The trade group is also recommending that the city waive for three years the 18% interest rate it charges hotels on tardy property tax payments. Many hotels fell behind on their property taxes because of the loss of tourist-driven revenues during shutdowns and disruptions triggered by the pandemic.
They’re also asking for the city to use lower assessed values to lower the property tax bills over the next two years.
A Manhattan lawmaker whose district is littered with hotels and tourist spots agreed that the council has to act.
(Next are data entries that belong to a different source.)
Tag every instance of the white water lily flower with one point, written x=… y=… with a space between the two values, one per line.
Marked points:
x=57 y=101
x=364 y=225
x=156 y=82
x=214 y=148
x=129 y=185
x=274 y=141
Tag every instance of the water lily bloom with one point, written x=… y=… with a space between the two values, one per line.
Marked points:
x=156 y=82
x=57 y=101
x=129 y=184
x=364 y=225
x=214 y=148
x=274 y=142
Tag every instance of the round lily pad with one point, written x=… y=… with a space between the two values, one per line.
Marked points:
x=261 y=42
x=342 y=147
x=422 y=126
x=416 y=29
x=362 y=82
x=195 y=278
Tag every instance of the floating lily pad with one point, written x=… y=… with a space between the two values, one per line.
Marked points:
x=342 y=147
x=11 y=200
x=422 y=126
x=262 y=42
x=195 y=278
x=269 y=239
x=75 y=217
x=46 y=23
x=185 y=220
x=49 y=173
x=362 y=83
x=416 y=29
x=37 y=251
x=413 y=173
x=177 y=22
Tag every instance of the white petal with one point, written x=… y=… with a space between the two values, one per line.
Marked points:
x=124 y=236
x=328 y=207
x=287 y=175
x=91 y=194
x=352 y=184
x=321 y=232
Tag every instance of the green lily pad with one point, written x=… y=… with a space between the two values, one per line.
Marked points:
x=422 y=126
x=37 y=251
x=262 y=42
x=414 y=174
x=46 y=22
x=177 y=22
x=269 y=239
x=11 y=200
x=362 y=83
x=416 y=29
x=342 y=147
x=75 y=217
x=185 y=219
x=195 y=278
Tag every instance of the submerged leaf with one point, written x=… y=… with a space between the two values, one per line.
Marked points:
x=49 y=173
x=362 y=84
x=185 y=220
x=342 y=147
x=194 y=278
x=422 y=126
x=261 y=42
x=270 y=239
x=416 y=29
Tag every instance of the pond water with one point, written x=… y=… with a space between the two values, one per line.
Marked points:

“The pandemic decimated New York City’s hotel and tourism industries, and are still severely struggling in comparison to other major cities. While it’s encouraging to see more visitors walking our streets again, the City Council must take further action to revitalize these sectors,” said Councilman Keith Powers, the rules committee chairman who represents Times Square, Central Park South, Midtown, Turtle Bay, Koreatown and the Garment District.
“Tourism is the backbone of New York, and it’s imperative that we’re doing everything in our power to bring it back in full force.”
Adams’s office had no comment on whether he supported a big hotel tax cut.
But his “100 Steps Forward” plan unveiled during his mayoral campaign last year supported suspending hotel property tax debt interest for two years “so that we do not push financially distressed hotels deeper into debt, forcing closures and layoffs.”
A report released by the American Hotel & Lodging Association last week projected that hotel business travel revenue in the New York City market would be 55% lower than 2019. That’s the second slowest recovery of any urban market in the country after San Francisco.
Since COVID-19 hit Gotham, more than 115 hotels have closed permanently, leaving tens of thousands of people out of work, the hotel trade group said.
The mayor’s preliminary 2023 executive budget reported 5,000 fewer hotel rooms in the city than in 2019, dropping from 124,000 to 119,000. During the worst of the pandemic, there were 30,000 fewer hotel rooms.
“Due to the Omicron variant, visitors cancelled thousands of hotel reservations toward the end of the month which caused occupancy to drop to around 65 percent,” the budget plan said. “The forecast assumes collection growth will be subdued for the remainder of the year due to the uncertainty around the Omicron variant and its impact on tourism.”
In early December, the City experienced an 81.5% occupancy rate, the highest in almost two years, City Hall’s budget analysis said.
But despite that increase, hotel occupancy rates remain much lower in comparison to pre-pandemic levels. In February 2019, the occupancy rate was 76.5%. In February 2022, the occupancy rate was 56.5%, the hotel association said.
The city saw less than half the number of tourists in 2021 as it did in 2019, and 6 million fewer than originally anticipated in 2021.
While tourism numbers are projected to increase this year, the most optimistic projections still fall short of 2019’s numbers by more than 10 million visitors, Dandapani said.
The slow recovery of tourism could deprive city coffers of potentially hundreds of millions or billions of dollars in revenues that help pay for public services, such as policing and schools.
Tourism-related tax revenue alone accounted for 59% of the city’s $2 billion decline in tax collections during the first year of the pandemic, plummeting by about $1.2 billion, according to an analysis by state Comptroller Tom DiNapoli’s office.
The hotel industry faces a property tax burden that is double that of major US markets. Property taxes ballooned to a 30% share of hotel revenue in 2020, up from 9.4% in 2019 when tourism flourished, the trade group said.